Thanks to everyone for your interest in the sale.
Prices realized below do not include the Buyer Premium.
#594 - 736 - NY&ERR - Aqua.
- Lot # 594
- System ID # 281530
- End Date
- Start Date
#594 736 N.Y. &. E.R.R. Aqua.
A rarely encountered pilgrim hat style threadless insulator. Variant with embossing all on one mold half.
The New York & Erie Railroad was completed in May, 1851 between Piermont, New York on the Hudson River, and Dunkirk, New York, situated on Lake Erie. At the time of completion it was the longest railroad in the world. When the telegraph line of the NY&ERR was completed in 1851, control of the line was placed under two superintendents. Luther G. Tillotson was assigned the section between Owego and New York, and Charles Chapin the section from Owego to Dunkirk. In 1852 Tillotson was made the sole superintendent, a position he held until his previously established railway and telegraph supply company in New York City required his full attention. He retired his position with the Erie in the 1860’s.
The original NY&ERR single wire was used so much by the railroad company that it was of little commercial value to the public. The management of trains and company business kept the wire busy most of the time, prohibiting much of an opening for public usage.
In 1856 a second wire was erected along the NY&ERR right of way, which increased the ability to handle more messages. Both the 736 embossed N.Y.& E.R.R. and the unembossed 736.1 were used extensively along the main line N.Y.& E.R.R. right of way in the 1850’s.

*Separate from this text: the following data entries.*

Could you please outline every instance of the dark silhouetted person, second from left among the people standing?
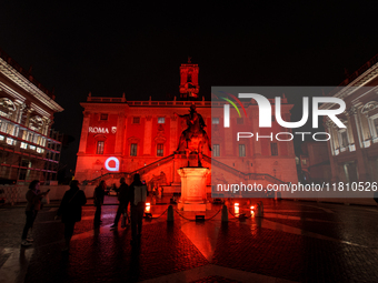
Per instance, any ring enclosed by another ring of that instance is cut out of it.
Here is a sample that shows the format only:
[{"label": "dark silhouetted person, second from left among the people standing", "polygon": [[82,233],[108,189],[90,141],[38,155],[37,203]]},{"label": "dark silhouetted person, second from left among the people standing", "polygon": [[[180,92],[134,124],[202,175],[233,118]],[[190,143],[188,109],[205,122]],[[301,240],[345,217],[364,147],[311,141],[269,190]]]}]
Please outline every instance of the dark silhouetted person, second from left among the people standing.
[{"label": "dark silhouetted person, second from left among the people standing", "polygon": [[78,185],[77,180],[71,181],[70,189],[64,193],[56,216],[56,220],[61,216],[61,222],[64,223],[66,246],[62,251],[69,250],[74,223],[81,221],[81,206],[87,203],[86,194]]}]

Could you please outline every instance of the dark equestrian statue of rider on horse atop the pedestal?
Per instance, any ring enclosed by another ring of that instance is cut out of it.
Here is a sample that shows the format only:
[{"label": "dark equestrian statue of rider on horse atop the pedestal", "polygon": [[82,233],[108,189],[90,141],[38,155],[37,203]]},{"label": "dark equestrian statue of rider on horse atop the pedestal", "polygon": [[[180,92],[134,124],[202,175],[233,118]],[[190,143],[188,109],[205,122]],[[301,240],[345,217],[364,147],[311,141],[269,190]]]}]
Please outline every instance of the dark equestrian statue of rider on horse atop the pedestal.
[{"label": "dark equestrian statue of rider on horse atop the pedestal", "polygon": [[[202,166],[202,148],[207,143],[209,150],[211,151],[211,143],[209,135],[203,130],[206,127],[203,118],[196,111],[196,105],[190,105],[190,113],[185,115],[175,115],[183,118],[187,120],[187,130],[181,133],[179,145],[177,148],[178,152],[186,152],[187,159],[189,161],[190,153],[198,153],[198,166]],[[188,162],[189,164],[189,162]]]}]

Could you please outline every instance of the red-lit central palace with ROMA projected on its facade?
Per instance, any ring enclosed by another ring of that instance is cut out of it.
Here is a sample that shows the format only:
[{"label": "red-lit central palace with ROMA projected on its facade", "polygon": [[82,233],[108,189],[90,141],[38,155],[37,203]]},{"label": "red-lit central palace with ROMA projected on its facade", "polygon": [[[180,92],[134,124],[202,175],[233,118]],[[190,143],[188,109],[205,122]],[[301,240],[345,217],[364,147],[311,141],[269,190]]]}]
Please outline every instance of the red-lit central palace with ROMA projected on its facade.
[{"label": "red-lit central palace with ROMA projected on its facade", "polygon": [[[180,97],[172,101],[127,101],[122,98],[100,98],[89,94],[83,107],[83,122],[77,159],[76,179],[79,181],[109,180],[117,183],[121,175],[130,178],[139,172],[148,183],[166,185],[165,192],[180,190],[179,168],[188,164],[182,152],[177,152],[179,139],[188,128],[180,115],[190,105],[202,115],[212,151],[203,146],[203,166],[217,166],[217,179],[240,178],[250,173],[257,179],[275,182],[296,182],[297,170],[292,141],[271,142],[269,139],[236,140],[238,125],[247,123],[259,131],[256,101],[242,102],[248,118],[231,112],[230,128],[222,127],[223,102],[205,101],[199,95],[199,68],[187,63],[180,67]],[[291,104],[284,98],[282,117],[290,119]],[[270,100],[273,107],[273,100]],[[235,111],[236,112],[236,111]],[[217,114],[218,113],[218,114]],[[221,121],[220,121],[221,120]],[[242,120],[242,121],[241,121]],[[273,122],[267,132],[286,132]],[[243,172],[243,173],[242,173]],[[210,184],[211,175],[209,175]],[[130,179],[129,179],[130,182]]]}]

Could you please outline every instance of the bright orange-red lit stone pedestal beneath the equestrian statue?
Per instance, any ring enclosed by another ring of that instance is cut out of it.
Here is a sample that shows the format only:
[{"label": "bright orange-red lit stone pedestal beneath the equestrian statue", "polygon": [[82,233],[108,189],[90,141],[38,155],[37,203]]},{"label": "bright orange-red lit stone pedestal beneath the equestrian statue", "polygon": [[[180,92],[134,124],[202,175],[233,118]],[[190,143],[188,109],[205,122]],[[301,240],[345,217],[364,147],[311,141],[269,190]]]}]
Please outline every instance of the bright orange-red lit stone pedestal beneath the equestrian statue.
[{"label": "bright orange-red lit stone pedestal beneath the equestrian statue", "polygon": [[181,176],[181,200],[178,209],[183,211],[206,211],[211,209],[207,203],[207,176],[208,168],[180,168],[178,174]]}]

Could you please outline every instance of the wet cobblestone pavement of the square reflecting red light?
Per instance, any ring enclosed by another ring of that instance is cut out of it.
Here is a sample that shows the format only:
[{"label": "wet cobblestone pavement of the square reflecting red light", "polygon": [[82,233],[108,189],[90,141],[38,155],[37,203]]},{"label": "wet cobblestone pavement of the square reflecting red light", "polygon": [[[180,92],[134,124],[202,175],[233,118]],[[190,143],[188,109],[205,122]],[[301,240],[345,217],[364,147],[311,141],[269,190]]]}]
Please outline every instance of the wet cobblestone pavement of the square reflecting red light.
[{"label": "wet cobblestone pavement of the square reflecting red light", "polygon": [[[168,198],[151,206],[153,216]],[[165,203],[166,202],[166,203]],[[252,201],[253,202],[253,201]],[[131,231],[111,231],[115,198],[107,199],[102,223],[93,228],[94,208],[83,208],[68,254],[63,225],[51,203],[34,223],[34,243],[20,246],[24,205],[0,208],[0,282],[378,282],[378,209],[316,202],[263,200],[263,218],[229,222],[211,211],[167,213],[143,221],[140,245]],[[176,208],[175,208],[176,209]],[[247,205],[240,212],[250,215]]]}]

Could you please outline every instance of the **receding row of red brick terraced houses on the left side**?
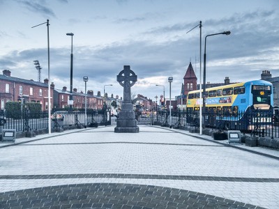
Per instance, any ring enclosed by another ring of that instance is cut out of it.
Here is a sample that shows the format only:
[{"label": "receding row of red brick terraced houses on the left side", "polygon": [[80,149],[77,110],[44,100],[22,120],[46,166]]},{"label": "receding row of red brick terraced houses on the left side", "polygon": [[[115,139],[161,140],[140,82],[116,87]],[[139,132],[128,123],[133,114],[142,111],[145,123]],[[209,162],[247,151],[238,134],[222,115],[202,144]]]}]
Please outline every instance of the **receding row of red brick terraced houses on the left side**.
[{"label": "receding row of red brick terraced houses on the left side", "polygon": [[[21,79],[10,76],[10,70],[3,70],[3,75],[0,75],[0,107],[5,109],[6,102],[38,102],[42,104],[42,110],[48,109],[48,79],[44,83],[34,82],[33,80]],[[102,109],[103,97],[98,91],[98,95],[93,95],[93,91],[87,91],[87,94],[77,92],[77,88],[73,89],[73,107],[82,109],[85,107],[85,95],[87,98],[87,108]],[[51,108],[68,107],[70,92],[64,86],[62,90],[54,89],[54,84],[50,85],[50,102]]]}]

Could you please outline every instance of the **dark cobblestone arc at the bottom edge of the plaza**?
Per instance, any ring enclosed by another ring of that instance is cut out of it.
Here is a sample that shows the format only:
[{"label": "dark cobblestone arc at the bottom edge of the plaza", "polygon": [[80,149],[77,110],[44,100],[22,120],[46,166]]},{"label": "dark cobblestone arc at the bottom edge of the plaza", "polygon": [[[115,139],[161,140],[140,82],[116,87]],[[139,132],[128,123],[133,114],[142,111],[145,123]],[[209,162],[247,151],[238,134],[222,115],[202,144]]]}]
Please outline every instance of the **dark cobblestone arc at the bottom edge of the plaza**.
[{"label": "dark cobblestone arc at the bottom edge of the plaza", "polygon": [[0,194],[1,208],[259,208],[183,189],[130,184],[81,184]]}]

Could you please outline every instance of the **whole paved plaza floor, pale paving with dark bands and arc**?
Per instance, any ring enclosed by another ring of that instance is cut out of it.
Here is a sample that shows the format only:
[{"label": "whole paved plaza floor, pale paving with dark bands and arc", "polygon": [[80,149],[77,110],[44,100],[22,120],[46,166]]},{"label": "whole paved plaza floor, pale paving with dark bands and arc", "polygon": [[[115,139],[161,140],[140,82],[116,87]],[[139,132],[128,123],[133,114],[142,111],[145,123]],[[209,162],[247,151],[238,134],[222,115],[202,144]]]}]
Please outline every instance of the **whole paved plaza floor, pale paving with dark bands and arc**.
[{"label": "whole paved plaza floor, pale paving with dark bands and arc", "polygon": [[0,144],[0,208],[279,208],[279,151],[114,125]]}]

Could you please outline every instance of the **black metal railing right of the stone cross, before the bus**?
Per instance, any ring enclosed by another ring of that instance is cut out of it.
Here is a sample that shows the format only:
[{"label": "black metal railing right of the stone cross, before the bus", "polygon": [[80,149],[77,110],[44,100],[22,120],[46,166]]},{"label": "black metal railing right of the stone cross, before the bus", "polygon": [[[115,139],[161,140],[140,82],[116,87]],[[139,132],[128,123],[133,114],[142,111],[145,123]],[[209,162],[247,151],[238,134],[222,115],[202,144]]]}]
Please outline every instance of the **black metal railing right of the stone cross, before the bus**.
[{"label": "black metal railing right of the stone cross, before the bus", "polygon": [[[149,113],[137,113],[137,123],[145,125],[169,126],[169,111],[156,110]],[[199,127],[199,111],[173,110],[172,126]],[[205,111],[202,113],[202,124],[218,130],[241,130],[241,132],[260,137],[279,138],[279,116],[271,111],[225,112]]]}]

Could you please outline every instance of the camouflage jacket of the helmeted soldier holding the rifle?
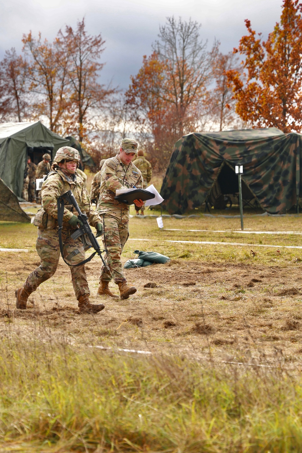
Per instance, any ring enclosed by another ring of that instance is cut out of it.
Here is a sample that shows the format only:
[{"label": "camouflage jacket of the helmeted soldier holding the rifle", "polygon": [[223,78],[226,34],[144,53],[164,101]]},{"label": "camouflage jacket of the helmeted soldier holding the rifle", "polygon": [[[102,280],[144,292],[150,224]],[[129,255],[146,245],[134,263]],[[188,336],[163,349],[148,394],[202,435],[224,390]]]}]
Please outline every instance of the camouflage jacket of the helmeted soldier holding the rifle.
[{"label": "camouflage jacket of the helmeted soldier holding the rifle", "polygon": [[[41,188],[41,197],[42,197],[42,207],[44,212],[47,212],[48,217],[52,217],[53,225],[48,228],[58,227],[58,207],[57,202],[58,198],[63,195],[63,193],[71,190],[74,198],[79,205],[81,212],[85,212],[88,217],[89,223],[92,226],[96,226],[97,223],[101,222],[101,218],[96,214],[90,205],[90,200],[86,190],[84,189],[84,184],[81,178],[76,177],[76,175],[71,175],[70,177],[66,176],[60,169],[57,169],[51,172],[48,178],[43,181]],[[72,218],[73,215],[77,216],[77,211],[73,206],[67,204],[64,201],[65,208],[63,213],[63,226],[69,226],[67,223],[68,220]]]}]

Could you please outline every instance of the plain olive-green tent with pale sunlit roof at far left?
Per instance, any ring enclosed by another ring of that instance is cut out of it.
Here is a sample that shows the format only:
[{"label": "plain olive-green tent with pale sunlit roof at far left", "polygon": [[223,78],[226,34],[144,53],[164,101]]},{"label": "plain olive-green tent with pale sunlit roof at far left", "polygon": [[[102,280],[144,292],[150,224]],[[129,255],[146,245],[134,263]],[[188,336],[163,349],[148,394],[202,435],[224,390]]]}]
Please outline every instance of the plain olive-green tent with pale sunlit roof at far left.
[{"label": "plain olive-green tent with pale sunlit roof at far left", "polygon": [[0,178],[21,198],[28,157],[38,164],[45,153],[54,158],[67,139],[55,134],[39,121],[0,124]]}]

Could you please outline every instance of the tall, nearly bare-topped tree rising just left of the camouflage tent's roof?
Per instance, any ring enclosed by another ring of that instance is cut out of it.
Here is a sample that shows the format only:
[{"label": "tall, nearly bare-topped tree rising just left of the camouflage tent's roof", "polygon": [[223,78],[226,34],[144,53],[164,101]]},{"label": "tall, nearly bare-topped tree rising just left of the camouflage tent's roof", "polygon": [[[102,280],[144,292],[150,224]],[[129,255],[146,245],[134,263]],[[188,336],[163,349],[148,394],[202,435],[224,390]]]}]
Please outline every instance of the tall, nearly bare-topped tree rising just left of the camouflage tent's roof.
[{"label": "tall, nearly bare-topped tree rising just left of the camouflage tent's roof", "polygon": [[207,41],[199,38],[200,28],[201,25],[191,19],[186,22],[179,18],[177,23],[174,17],[168,17],[166,24],[160,26],[159,39],[153,45],[165,72],[159,96],[174,106],[180,135],[187,109],[206,95],[218,53],[216,40],[211,50],[206,50]]}]

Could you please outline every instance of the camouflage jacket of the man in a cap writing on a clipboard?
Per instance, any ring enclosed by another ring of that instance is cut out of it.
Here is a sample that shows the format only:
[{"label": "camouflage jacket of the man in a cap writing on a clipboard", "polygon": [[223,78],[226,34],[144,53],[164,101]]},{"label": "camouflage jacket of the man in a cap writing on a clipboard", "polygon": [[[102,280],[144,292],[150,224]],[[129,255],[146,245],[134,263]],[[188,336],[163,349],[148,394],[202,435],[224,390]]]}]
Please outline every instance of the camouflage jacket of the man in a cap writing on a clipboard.
[{"label": "camouflage jacket of the man in a cap writing on a clipboard", "polygon": [[96,212],[109,214],[117,219],[129,218],[129,206],[115,200],[116,189],[143,188],[142,173],[130,162],[124,165],[119,154],[107,159],[101,169],[100,199]]}]

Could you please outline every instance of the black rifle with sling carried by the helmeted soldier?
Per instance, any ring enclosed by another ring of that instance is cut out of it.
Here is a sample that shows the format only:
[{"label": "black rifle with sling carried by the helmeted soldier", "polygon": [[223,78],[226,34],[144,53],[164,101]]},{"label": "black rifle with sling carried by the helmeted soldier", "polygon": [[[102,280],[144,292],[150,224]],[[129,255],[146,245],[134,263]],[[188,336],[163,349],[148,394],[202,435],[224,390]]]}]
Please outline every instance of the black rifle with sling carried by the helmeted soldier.
[{"label": "black rifle with sling carried by the helmeted soldier", "polygon": [[[81,220],[83,226],[81,226],[81,228],[77,228],[76,231],[74,231],[74,233],[72,233],[70,236],[72,237],[72,239],[76,240],[77,238],[79,238],[80,236],[83,236],[84,234],[86,234],[88,237],[89,237],[89,240],[91,242],[91,245],[92,247],[94,248],[95,252],[92,253],[89,258],[87,258],[86,260],[83,260],[81,261],[81,263],[79,264],[69,264],[67,263],[67,261],[65,261],[64,259],[64,256],[63,256],[63,245],[62,245],[62,222],[63,222],[63,213],[64,213],[64,199],[68,202],[68,204],[72,204],[76,210],[77,210],[77,213],[78,213],[78,216],[77,218],[79,220]],[[60,251],[61,251],[61,255],[62,255],[62,258],[64,260],[64,262],[68,265],[68,266],[72,266],[72,267],[75,267],[75,266],[80,266],[82,264],[85,264],[87,263],[88,261],[92,260],[92,258],[94,257],[94,255],[96,255],[96,253],[100,256],[101,260],[102,260],[102,263],[105,267],[105,270],[107,272],[109,272],[109,267],[106,265],[105,261],[104,261],[104,258],[102,257],[102,252],[104,252],[105,250],[102,250],[101,251],[101,247],[98,243],[98,241],[96,240],[93,232],[91,231],[91,228],[90,228],[90,225],[88,223],[88,218],[86,216],[86,214],[83,214],[79,208],[79,205],[77,204],[77,201],[76,199],[74,198],[73,196],[73,193],[71,190],[68,190],[66,193],[63,193],[63,195],[61,195],[61,197],[58,198],[58,225],[59,225],[59,244],[60,244]]]}]

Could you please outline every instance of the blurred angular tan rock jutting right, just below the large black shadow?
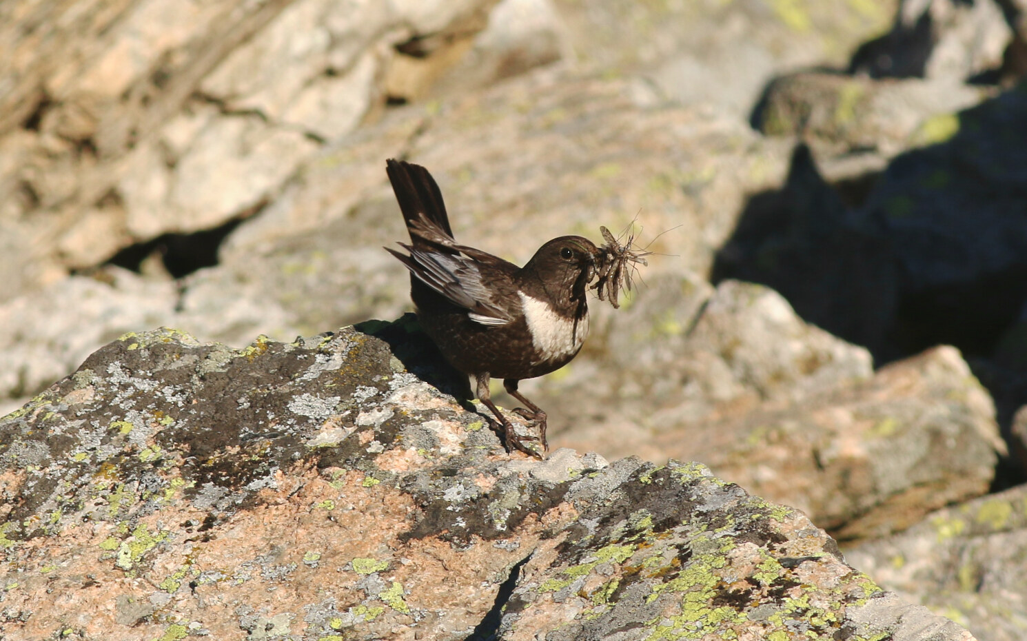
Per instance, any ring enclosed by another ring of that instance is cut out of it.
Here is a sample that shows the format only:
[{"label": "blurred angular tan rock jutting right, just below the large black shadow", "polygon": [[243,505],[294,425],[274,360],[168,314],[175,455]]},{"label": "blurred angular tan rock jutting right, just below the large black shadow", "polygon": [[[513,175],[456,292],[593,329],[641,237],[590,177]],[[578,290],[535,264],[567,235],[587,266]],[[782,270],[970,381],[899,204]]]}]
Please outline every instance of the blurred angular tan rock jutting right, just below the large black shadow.
[{"label": "blurred angular tan rock jutting right, just below the large black shadow", "polygon": [[994,412],[959,352],[939,347],[800,401],[660,425],[652,447],[866,538],[986,493],[1005,451]]}]

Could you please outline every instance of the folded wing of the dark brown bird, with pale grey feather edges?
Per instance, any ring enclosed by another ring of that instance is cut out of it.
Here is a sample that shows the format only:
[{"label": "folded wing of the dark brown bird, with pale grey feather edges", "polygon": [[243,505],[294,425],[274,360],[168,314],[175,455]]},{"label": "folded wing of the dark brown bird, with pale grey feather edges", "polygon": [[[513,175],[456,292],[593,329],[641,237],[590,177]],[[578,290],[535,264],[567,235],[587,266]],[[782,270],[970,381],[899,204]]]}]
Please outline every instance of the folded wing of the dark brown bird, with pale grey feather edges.
[{"label": "folded wing of the dark brown bird, with pale grey feather edges", "polygon": [[[402,242],[400,244],[410,252],[410,256],[385,249],[400,259],[419,280],[454,305],[466,309],[471,320],[482,325],[506,325],[514,319],[507,310],[494,302],[492,290],[482,273],[484,266],[472,257],[415,248]],[[455,242],[446,247],[461,252],[466,249],[491,257]]]}]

Some embossed NY&ERR hats were also placed in service along branch lines during that time period including those to Rochester and Buffalo, and later the Atlantic & Great Western Railway from Salamanca, New York, through northwestern Pennsylvania and then diagonally to Dayton, Ohio. The Erie is known for its prolific use of large “hat” style threadless.
An exceptional example in wonderful condition! A very thin flake on the base, the size of an index fingernail and another smaller than a pinkie nail. One of the very best examples currently in the hobby!
From the collection of the late John Ayer.